Ici, le souci est d’émettre, dans cette rubrique qui est une chronique, un point de vue, car en tant que chronique, elle doit s’intéresser aussi à tout ce qui défraie la chronique dans la cité. En outre, c’est parce que contrairement à ce que l’on croit, la rumeur peut être un crime par personnes interposées, un crime parfait, car sans traces, sans armes (parfois) et sans preuves.

Au Burkina, la chaîne des maquis Kundé, qui en ont fait les frais, ne s’est pas encore tout à fait relevée. Parfois, elle en arrive à tuer : les ministres français Roger Salengro et Robert Boulin se suicidèrent, l’un en 1936 et l’autre en 1979, à la suite d’une campagne et de rumeurs insupportables. Plus près de nous, en mai 1993, le suicide de Pierre Bénégovoy, ancien Premier ministre français a été, en partie, le fait de la rumeur.

Où se trouve donc la vérité ?

Question moins difficile à poser que d’y trouver des réponses. Dire que Tertius Zongo n’est pas quelque peu épuisé par six mois d’intense activité, nous exposerait à l’erreur tout comme si nous affirmions le contraire dans la mesure où nous ne sommes ni son médecin ni un de ses proches. Toutefois, il est avéré qu’humainement parlant, personne ne peut être permanemment à l’offensive.

Mais le "surhomme" Nicolas Sarkozy, président français, trouve des astuces pour prendre du répit tout en donnant l’impression de demeurer sur le terrain par le biais de la scène médiatique.

Par voie de conséquence, il semble tout à fait indiqué pour le chef du gouvernement de donner l’air d’être absent plutôt que de faire de la surcommunication qui peut se révéler être de la sous-communication tant les effets négatifs de l’une peut ressembler à ceux de l’autre.

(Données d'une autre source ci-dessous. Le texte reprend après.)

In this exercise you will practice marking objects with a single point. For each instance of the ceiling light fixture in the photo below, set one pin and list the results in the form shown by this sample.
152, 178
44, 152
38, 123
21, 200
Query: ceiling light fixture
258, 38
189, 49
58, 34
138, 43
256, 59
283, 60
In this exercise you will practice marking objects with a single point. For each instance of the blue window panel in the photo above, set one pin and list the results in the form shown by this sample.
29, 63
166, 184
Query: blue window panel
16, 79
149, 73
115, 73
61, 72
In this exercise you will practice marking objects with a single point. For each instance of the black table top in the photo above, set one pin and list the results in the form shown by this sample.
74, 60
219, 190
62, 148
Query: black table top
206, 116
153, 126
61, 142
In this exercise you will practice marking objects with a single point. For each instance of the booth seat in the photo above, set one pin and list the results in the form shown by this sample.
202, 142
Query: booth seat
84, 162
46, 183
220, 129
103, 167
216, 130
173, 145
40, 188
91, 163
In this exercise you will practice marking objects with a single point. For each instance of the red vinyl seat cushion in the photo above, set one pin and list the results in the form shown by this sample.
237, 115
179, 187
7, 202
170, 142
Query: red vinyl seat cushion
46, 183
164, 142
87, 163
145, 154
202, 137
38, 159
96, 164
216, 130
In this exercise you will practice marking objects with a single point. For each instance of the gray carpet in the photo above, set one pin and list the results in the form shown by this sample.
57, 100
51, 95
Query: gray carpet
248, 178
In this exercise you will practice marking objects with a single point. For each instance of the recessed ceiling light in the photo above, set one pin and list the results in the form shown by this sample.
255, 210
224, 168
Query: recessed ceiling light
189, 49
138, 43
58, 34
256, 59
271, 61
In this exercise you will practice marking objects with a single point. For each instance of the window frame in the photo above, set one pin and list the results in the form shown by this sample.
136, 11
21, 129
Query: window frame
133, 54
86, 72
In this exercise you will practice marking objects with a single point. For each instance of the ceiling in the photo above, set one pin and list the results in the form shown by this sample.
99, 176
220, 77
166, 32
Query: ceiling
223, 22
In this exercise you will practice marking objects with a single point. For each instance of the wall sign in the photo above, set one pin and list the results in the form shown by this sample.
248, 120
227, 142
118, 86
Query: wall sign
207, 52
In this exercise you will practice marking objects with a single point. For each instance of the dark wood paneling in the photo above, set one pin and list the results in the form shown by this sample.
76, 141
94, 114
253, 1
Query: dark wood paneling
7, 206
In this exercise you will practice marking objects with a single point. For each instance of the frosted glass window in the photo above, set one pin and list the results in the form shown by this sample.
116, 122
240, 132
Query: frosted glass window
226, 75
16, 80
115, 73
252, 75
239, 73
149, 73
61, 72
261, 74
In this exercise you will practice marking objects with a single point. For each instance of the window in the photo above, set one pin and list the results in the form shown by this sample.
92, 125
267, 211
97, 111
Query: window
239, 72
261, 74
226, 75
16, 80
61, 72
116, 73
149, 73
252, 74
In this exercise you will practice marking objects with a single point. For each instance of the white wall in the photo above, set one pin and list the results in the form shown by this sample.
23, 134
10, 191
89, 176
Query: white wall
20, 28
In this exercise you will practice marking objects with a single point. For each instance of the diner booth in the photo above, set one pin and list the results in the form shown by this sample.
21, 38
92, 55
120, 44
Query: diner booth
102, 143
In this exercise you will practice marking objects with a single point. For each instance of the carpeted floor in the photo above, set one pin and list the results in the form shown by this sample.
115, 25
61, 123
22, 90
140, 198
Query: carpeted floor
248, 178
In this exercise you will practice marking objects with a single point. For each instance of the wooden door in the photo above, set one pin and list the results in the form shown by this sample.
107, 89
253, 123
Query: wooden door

Seulement, au regard de ce qui se passe, T. Zongo semble n’avoir pas varié. Effectivement, si l’on le voit moins et si l’on l’entend moins à travers les médias, son discours et ses apparitions innovantes sont constants : on l’a vu accompagner ses ministres à l’Assemblée nationale (chose inédite) par respect pour les élus et par souci de soutenir les membres de son équipe.

Si les précédents chefs de gouvernement ont laissé leurs ministres aller se démêler tout seuls, ce n’était pourtant pas par irrespect vis-à-vis de l’auguste Assemblée nationale ou un lâchage de leurs ouailles. C’était comme le disait quelqu’un pour les laisser expérimenter les dures péripéties de l’apprentissage, de la représentation et de la responsabilité. Ce qui était tant aussi une bonne chose.

On l’a aussi vu à la rencontre avec les syndicats. Dans un environnement économique et social de plus en plus difficile et insupportable pour les salariés, ce genre de geste est un symbole fort. Effectivement, à défaut de pouvoir résoudre tous les problèmes, les salariés attendent au moins des autorités politiques et du patronat le respect, et cela en est un signe.

En somme, la posture actuelle de T. Zongo semble relever de la planification de ses actions, de ses propos et de ses apparitions pour ne pas pêcher par excès ou par défaut. Seulement pourra-t-il y demeurer pendant longtemps ? L’avenir nous le dira.